In an earlier post I mentioned Coach Fred Litzenberger and what a great teacher of the game he has been throughout his career.
If you ever watch Coach Litz in practice you just might hear him yer “Change of pace, change of direction!” a hundred times.
He’s not just yelling at the ball handler either – he wants all his players using this highly effective technique to lose their defensive player.
Change of pace simply means first running hard and then slowing down while you start to straighten up in order to make the defense think you are stopping. When the defense relaxes and starts to slow down himself then you put your head down and accelerate as quickly as possible.
This one move can get the defender off balance and create all the separation you need to leave him in the dust whether you are dribbling, cutting, or running the floor in transition.
The second half of this technique is pretty self explanatory.

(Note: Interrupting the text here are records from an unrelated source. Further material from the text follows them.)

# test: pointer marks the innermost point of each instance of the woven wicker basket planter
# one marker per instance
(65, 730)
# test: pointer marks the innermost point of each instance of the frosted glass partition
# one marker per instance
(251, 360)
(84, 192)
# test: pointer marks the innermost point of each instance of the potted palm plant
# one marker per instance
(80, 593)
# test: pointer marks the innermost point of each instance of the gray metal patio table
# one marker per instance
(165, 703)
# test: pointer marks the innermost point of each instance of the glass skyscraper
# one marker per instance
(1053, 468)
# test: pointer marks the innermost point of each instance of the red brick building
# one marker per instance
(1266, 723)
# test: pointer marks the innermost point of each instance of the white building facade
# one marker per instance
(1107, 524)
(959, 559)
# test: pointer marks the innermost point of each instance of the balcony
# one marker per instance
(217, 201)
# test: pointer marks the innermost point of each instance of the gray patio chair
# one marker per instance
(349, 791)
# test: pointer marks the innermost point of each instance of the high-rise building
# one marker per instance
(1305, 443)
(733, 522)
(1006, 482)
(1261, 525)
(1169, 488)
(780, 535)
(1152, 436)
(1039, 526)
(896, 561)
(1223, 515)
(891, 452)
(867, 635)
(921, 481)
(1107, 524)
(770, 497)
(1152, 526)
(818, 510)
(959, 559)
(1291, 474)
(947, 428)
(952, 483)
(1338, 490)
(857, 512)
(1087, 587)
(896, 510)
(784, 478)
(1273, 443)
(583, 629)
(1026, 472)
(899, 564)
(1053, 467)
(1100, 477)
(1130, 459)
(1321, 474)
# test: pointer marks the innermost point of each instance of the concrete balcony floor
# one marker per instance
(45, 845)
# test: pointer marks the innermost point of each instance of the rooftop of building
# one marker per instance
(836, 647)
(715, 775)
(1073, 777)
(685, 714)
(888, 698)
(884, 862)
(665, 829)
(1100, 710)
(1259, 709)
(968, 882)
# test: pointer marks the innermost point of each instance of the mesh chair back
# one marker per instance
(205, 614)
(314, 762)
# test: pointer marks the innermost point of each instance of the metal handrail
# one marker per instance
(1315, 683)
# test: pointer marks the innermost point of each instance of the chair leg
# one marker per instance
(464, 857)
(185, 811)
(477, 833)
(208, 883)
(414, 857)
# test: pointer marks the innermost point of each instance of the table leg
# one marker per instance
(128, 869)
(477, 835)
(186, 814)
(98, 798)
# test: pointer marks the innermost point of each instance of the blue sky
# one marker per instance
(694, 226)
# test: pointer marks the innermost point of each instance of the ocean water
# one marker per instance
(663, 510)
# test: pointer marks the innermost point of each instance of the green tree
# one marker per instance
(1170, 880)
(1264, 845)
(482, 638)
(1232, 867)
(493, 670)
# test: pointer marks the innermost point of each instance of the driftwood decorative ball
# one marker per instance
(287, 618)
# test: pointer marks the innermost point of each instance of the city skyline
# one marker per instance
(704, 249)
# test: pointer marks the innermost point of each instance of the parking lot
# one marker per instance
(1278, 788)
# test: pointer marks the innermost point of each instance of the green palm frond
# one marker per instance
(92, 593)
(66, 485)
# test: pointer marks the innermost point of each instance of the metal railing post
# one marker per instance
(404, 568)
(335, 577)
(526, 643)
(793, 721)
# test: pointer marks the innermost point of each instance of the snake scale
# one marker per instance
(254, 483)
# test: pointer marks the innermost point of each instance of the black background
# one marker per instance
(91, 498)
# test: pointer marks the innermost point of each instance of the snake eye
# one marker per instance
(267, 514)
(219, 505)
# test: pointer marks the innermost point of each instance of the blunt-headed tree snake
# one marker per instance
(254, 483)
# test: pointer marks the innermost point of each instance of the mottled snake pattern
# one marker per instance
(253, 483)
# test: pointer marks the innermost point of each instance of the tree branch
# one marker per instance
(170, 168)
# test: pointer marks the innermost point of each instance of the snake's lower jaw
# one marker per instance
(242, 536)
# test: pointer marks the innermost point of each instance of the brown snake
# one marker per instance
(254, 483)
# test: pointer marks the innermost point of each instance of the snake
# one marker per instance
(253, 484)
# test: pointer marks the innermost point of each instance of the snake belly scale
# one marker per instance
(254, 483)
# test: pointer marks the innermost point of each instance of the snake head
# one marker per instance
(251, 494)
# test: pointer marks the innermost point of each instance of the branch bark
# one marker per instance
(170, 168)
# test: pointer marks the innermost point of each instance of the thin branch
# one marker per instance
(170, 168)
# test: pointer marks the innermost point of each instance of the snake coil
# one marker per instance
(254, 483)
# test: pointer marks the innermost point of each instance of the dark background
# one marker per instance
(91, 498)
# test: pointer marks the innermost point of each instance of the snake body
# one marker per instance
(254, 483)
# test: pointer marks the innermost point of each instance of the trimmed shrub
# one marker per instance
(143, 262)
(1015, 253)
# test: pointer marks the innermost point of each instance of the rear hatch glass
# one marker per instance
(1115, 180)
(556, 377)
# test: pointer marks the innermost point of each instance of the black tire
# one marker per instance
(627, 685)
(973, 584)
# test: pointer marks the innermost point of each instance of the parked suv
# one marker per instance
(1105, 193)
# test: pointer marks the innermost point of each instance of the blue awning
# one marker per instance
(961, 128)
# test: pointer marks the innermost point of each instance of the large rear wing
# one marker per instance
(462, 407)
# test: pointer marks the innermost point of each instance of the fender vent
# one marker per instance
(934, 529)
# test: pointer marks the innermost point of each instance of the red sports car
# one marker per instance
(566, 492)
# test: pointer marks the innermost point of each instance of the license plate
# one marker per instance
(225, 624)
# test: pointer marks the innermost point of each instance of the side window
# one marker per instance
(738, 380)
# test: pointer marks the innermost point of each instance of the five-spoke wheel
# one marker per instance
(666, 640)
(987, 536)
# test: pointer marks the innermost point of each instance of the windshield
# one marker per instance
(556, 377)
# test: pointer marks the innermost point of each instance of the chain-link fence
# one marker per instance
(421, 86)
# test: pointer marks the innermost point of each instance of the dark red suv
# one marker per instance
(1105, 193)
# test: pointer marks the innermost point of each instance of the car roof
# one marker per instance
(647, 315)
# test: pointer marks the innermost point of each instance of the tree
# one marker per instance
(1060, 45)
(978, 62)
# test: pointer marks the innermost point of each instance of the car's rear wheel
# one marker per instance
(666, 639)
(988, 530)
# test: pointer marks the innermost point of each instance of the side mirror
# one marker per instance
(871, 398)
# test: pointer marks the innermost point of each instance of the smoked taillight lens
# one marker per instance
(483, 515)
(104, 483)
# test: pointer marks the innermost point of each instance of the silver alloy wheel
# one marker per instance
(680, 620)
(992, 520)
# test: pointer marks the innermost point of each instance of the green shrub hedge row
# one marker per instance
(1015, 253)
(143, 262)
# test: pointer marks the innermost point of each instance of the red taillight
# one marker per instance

Since most times you change direction you will want to move towards the basket, you can accomplish this by planting your outside foot and then rotating your hips and head in that direction.
Long before ball handlers learned to dribble behind their back or between their legs they used a change of pace and change of direction to free themselves of full court pressure.
The next time you practice or play open gym try using the change of pace and change of direction technique.
Use it at least once when you have the ball and at least once again when you don’t have the ball but are cutting in order to receive a pass. Your coaches and teammates will be surprised at how easily you are creating space and getting open!